Spoiler Alert: Do not read on if you want Santa, the Tooth Fairy and the Easter Bunny to remain mysteries. Parental guidance is suggested.
In my last column I wrote about tall tales told by kids, but this being the Bad Mommy Club and all, well, I’ve been thinking about tall tales told to kids by adults.
And that, of course, led me to consider Santa, the Easter Bunny, the Tooth Fairy and others of their ilk. I love these stories. I love sprinkling magic dust (glitter) around the house, taking a bite of Santa’s cookies, swapping change for a newly lost tooth and hiding hard-boiled eggs. It’s fun (with a hint of scary) sneaking around like a reverse-thief at midnight in your own house. And it’s all in good fun, it’s tradition, it’s magical. Totally! But it can get complicated.
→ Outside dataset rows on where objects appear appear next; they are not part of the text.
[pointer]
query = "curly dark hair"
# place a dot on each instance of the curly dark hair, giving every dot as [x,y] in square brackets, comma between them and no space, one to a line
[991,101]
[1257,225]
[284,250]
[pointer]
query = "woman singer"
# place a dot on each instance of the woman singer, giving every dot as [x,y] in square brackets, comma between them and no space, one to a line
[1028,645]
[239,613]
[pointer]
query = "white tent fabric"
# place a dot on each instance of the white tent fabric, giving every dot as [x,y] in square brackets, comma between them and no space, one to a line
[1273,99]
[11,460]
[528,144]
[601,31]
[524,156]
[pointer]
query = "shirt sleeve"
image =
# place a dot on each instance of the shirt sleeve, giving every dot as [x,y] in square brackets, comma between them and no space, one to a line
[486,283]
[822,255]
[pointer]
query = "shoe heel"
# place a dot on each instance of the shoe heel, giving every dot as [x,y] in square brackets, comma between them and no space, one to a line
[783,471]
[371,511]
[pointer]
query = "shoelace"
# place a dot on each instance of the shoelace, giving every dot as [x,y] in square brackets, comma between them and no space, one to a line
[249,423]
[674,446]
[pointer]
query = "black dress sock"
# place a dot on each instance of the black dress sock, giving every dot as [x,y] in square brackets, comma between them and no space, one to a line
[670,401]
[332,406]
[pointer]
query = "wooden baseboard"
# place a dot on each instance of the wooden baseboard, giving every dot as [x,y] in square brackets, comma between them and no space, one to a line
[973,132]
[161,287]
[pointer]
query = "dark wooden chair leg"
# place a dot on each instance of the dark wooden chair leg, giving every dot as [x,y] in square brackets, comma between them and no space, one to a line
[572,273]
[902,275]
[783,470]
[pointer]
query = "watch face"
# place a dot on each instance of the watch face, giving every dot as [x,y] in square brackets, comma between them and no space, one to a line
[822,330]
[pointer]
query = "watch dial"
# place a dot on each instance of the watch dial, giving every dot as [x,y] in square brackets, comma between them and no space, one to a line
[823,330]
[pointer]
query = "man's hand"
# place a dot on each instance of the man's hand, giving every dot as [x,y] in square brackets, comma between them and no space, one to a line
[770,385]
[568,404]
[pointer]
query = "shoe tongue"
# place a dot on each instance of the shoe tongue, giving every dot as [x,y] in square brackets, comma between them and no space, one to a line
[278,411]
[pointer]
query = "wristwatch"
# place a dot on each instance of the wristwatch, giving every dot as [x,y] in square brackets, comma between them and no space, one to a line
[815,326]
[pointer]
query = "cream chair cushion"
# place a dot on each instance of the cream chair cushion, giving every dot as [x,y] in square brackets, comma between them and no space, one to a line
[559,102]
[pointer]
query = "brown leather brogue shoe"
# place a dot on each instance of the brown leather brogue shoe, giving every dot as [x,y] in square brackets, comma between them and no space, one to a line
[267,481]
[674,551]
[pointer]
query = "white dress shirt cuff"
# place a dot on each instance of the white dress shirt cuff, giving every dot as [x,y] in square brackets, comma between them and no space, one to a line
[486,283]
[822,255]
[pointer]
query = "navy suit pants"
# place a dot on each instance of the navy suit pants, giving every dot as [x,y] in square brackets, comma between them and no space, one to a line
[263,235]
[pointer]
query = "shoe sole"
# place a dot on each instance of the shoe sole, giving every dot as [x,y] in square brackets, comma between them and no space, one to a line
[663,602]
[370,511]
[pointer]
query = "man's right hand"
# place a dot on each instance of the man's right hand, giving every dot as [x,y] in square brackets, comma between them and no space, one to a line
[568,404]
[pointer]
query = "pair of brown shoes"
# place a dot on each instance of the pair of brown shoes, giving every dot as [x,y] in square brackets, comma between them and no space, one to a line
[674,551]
Take, for instance, the predicament I found myself in when my daughter had a big tooth-losing year, which also happened to be a big tall tale telling year. You see, the tooth fairy was coming around a lot and so, not surprisingly, my daughter saw her and gave a very detailed eyewitness account. In fact, her description was so exhaustive, so thorough, that it was rivaled only by the extensive description of a night-visiting, tooth-collecting pixie which I had told to her. I wasn’t exactly standing on righteous ground for discussing issues of truthfulness. And I definitely couldn’t call her on this particular tale. It would blow my cover. I decided to go along with the fantasy and, to be honest, it wasn’t even a hard decision.
My step-mom has a story about the day my little sister came home from first grade having heard rumors that Santa wasn’t real. She wanted the truth. My step-mom told her, “It’s true. Santa isn’t real but we love the idea of him so much that we will always pretend that he is real.” My brother, who is two years older than my sister, was there and added, “Yeah, Santa isn’t real, not like the Tooth Fairy.” My step-mom remained silent.